Political Economy in Mumford's "Technics and Civilization"
I've written about the media ecology tradition, attended the Media Ecology Association's conferences and had an article published in their journal, but up to now Marshall McLuhan's Understanding Media and Neil Postman's Amusing Ourselves to Death are the only primary texts associated with the tradition that I've read. To broaden my knowledge of the tradition I'm reading some of the books considered foundational in the media ecology canon, beginning with Lewis Mumford's Technics & Civilization. I paid special attention to Mumford’s references to capitalism in Technics & Civilization because I have an abiding interest in the marriage of critical/Marxian analysis and media ecological perspectives. One of the most common criticisms of McLuhan’s writings on media is the charge of technological determinism, and that McLuhan’s media theory focuses on wide-reaching social and psychological effects while ignoring the historical, political, and economic factors involved in the development and dissemination of technologies. Although this is a valid criticism, as McLuhan’s approach did not emphasize the political economy of media, a number of scholars have re-evaluated McLuhan and other media ecologists to identify parallels in their work with critical theory and the Marxian critique of capitalism. The same criticisms cannot be legitimately levied against Mumford, whose account of successive technological complexes demonstrates careful consideration of the historical, political, and economic situations in which these complexes developed. Technics & Civilization makes clear that a media ecology perspective can incorporate a pronounced political orientation and an analysis of political economy.
Reading through Mumford’s account of the phases of technological complexes, I noted how the capitalist mode of economics is heavily dependent on technology. The interdependence seemed so crucial to both that it almost seemed that the history of capitalism is the history of technological development. Though Mumford does distinguish technics and capitalism as separate but interrelated forces. In the conclusion of the final chapter, “Orientation,” Mumford writes “we have advanced as far as seems possible in considering mechanical civilization as an isolated system” (p. 434). Technics & Civilization was first published in 1934; a contemporary reader will likely extend Mumford’s analysis to account for the last 80 years of technological progress, particularly in consideration of the information and telecommunications revolutions (an editorial note before the main text states that Mumford “would have loved” the Internet). Such an extension must account for the associated developments in capitalism. Scholars have used terms like “hypercapitalism” and “network and informational capitalism” to describe the new outlets of capital accumulation made possible by the global telecommunications infrastructure. Mumford wrote that “we are now entering a phase of dissociation between capitalism and technics” (p. 366), due in part to the over-working of “the machine”. Hypercapitalism has seen new forms of over-exploitation, and the continued commodification of intangibles such as information and attention, calling into question the dissociation of capitalism and technics. Mumford’s warning of the capitalist threat to physical resources, however, remains pertinent today.

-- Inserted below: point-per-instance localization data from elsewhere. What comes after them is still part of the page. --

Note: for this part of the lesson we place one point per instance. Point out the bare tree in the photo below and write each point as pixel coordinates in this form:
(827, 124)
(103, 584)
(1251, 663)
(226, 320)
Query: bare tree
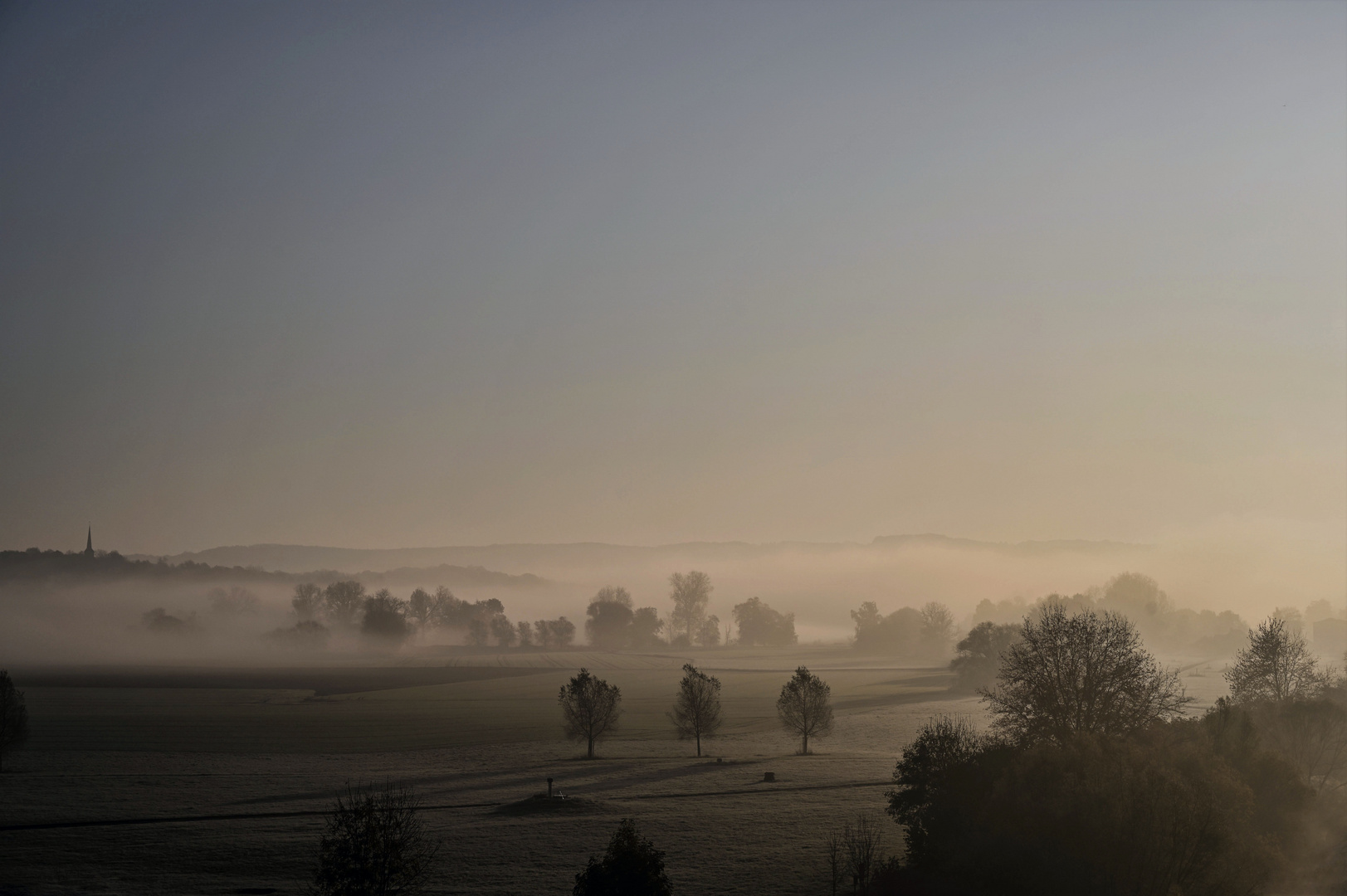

The attention Mumford gives to the psychological effects of technics is a fascinating component of his analysis that prefigures McLuhan’s observations on technology as extensions of the human organism. The introduction of introspection and self-reflection instigated by the mirror’s effect on the individual ego; the metamorphosis of thought from flowing and organic to verbal and categorical brought on by print and paper; the shift from self-examination to self-exposure ushered in by the introduction of cameras; these are just some of the examples cited by Mumford to establish that the technological complexes built up from every individual innovation are not constrained to the obvious external manifestations but involve dramatic internal changes as well. In fact, the psychological and material transformations are not distinct processes, but are necessarily interlinked, two sides of the same coin.